ACTE DEUXIÈME - Scène II



(LÉLIO, ARLEQUIN, COLOMBINE.)

LÉLIO
Pourquoi donc madame la comtesse se retire-t-elle en me voyant ?

COLOMBINE(présentant le billet.)
Monsieur… ma maîtresse a jugé à propos de réduire sa conversation dans ce billet. À la campagne, on a l'esprit ingénieux.

LÉLIO
Je ne vois pas la finesse qu'il peut y avoir à me laisser là, quand j'arrive, pour m'entretenir dans des papiers. J'allais prendre des mesures avec elle pour nos paysans. Mais voyons ses raisons.

ARLEQUIN
Je vous conseille de lui répondre sur une carte ; cela sera bien drôle.

LÉLIO
(LIT)
"Monsieur, depuis que nous nous sommes quittés, j'ai fait réflexion qu'il était assez inutile de nous voir." Oh ! très inutile ; je l'ai pensé de même. "Je prévois que cela vous gênerait ; et moi, à qui il n'ennuie pas d'être seule, je serais fâchée de vous contraindre." Vous avez raison, madame ; je vous remercie de votre attention. "Vous savez la prière que je vous ai faite tantôt au sujet du mariage de nos jeunes gens ; je vous prie de vouloir bien me marquer là-dessus quelque chose de positif." Volontiers, madame ; vous n'attendrez point. Voilà la femme du caractère le plus passable que j'aie vue de ma vie. Si j'étais capable d'en aimer quelqu'une, ce serait elle.

ARLEQUIN
Par la morbleu ! j'ai peur que ce tour-là ne vous joue un mauvais tour.

LÉLIO
Oh ! non ; l'éloignement qu'elle a pour moi me donne, en vérité, beaucoup d'estime pour elle ; cela est dans mon goût. Je suis ravi que la proposition vienne d'elle ; elle m'épargne, à moi, la peine de la lui faire.

ARLEQUIN
Pour cela, oui ; notre dessein était de lui dire que nous ne voulions plus d'elle.

COLOMBINE
Quoi ! ni de moi non plus ?

ARLEQUIN
Oh ! je suis honnête ; je ne veux point dire aux gens des injures à leur nez.

COLOMBINE
Eh bien ! monsieur, faites-vous réponse ?

LÉLIO
Oui, ma chère enfant, j'y cours ; vous pouvez lui dire, puisqu'elle choisit le papier pour le champ de bataille de nos conversations, que j'en ai près d'une rame chez moi, et que le terrain ne me manquera de longtemps.

ARLEQUIN
Eh ! eh ! eh ! nous verrons à qui aura le dernier.

COLOMBINE
Vous êtes distrait, monsieur ; vous me dites que vous courez faire réponse, et vous voilà encore.

LÉLIO
J'ai tort ; j'oublie les choses d'un moment à l'autre.
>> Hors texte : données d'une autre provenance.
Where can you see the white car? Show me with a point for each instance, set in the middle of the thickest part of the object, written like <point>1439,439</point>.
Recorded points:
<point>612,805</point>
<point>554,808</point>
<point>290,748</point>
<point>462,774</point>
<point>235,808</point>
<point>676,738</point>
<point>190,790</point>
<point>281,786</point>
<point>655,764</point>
Attendez là un instant.

COLOMBINE(l'arrêtant.)
C'est-à-dire que vous êtes bien charmé du parti que prend ma maîtresse ?

ARLEQUIN
Pardi ! cela est admirable !

LÉLIO
Oui, assurément, cela me fera plaisir.

COLOMBINE
Cela se passera. Allez.

LÉLIO
Il faut bien que cela se passe.

ARLEQUIN
Emmenez-moi avec vous ; car je ne me fie point à elle.

COLOMBINE
Oh ! je ne consentirai point à demeurer seule ; je veux causer.

LÉLIO
Fais-lui l'honnêteté de rester avec elle ; je vais revenir.